Thread overview
What are the best available D (not C) File input/output options?
Nov 02
Sergey
November 03
I've ported a small script from C to D. The original C version takes roughly 6.5 minutes to parse a 12G file while the port originally took about 48 minutes. My naïve attempt to improve the situation pushed it over an hour and 15 minutes. However, replacing std.stdio:File with core.stdc.stdio:FILE* and changing my output code in this latest version from:

	outputFile.writefln("%c\t%u\t%u\t%d.%09u\t%c", ...)

to
	fprintf(outputFile, "%c,%u,%u,%llu.%09llu,%c\n", ...)

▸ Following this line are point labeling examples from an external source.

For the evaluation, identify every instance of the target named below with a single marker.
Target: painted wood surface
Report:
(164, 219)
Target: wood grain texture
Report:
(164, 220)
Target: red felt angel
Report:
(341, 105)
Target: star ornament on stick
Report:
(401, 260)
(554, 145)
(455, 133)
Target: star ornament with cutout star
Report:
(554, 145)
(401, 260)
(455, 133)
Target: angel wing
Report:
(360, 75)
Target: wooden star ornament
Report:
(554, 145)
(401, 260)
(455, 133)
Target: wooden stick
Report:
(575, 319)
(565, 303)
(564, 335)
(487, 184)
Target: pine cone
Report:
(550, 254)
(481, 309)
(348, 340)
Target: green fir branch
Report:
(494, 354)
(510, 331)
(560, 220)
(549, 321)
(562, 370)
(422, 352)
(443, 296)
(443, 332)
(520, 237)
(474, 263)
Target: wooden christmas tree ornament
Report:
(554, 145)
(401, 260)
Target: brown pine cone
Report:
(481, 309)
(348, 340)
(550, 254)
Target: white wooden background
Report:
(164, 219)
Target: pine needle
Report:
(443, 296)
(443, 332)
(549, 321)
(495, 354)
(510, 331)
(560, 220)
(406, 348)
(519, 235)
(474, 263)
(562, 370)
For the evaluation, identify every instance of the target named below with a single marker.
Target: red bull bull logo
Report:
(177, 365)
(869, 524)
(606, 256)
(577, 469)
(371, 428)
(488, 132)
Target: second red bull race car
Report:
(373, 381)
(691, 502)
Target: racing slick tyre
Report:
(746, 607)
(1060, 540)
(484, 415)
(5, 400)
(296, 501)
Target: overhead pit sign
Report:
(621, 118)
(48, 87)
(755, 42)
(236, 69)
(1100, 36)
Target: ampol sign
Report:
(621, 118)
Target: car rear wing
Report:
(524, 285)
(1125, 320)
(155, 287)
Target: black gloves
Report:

reduced the processing time to roughly 7.5 minutes. Why is File.writefln() so appallingly slow? Is there a better D alternative?

I tried std.io but write() only outputs ubyte[] while I'm trying to output text so I abandoned idea early. Now that I've got the program execution time within an acceptable range, I tried replacing core.stdc.fread() with std.io.read() but that increased the time to 24 minutes. Now I'm starting to think there is something seriously wrong with my understanding of how to use D correctly because there's no way D's input/output capabilities can suck so bad in comparison to C's.
November 02
On Thursday, 2 November 2023 at 15:46:23 UTC, confuzzled wrote:
> I've ported a small script from C to D. The original C version takes roughly 6.5 minutes to parse a 12G file while the port originally took about 48 minutes. My naïve attempt to improve the situation pushed it over an hour and 15 minutes. However, replacing std.stdio:File with core.stdc.stdio:FILE* and changing my output code in this latest version from:
>
> 	outputFile.writefln("%c\t%u\t%u\t%d.%09u\t%c", ...)
>
> to
> 	fprintf(outputFile, "%c,%u,%u,%llu.%09llu,%c\n", ...)
>
> reduced the processing time to roughly 7.5 minutes. Why is File.writefln() so appallingly slow? Is there a better D alternative?

First, strace your program. The slowest thing about I/O is the syscall itself. If the D program does more syscalls, it's going to be slower almost no matter what else is going on. Both D and C are using libc to buffer I/O to reduce syscalls, but you might be defeating that by constantly flushing the buffer.

>
> I tried std.io but write() only outputs ubyte[] while I'm trying to output text so I abandoned idea early.

string -> immutable(ubyte)[]: alias with std.string.representation(st)

'alias' meaning, this doesn't allocate. If gives you a byte slice of the same memory the string is using.

You'd still need to do the formatting, before writing.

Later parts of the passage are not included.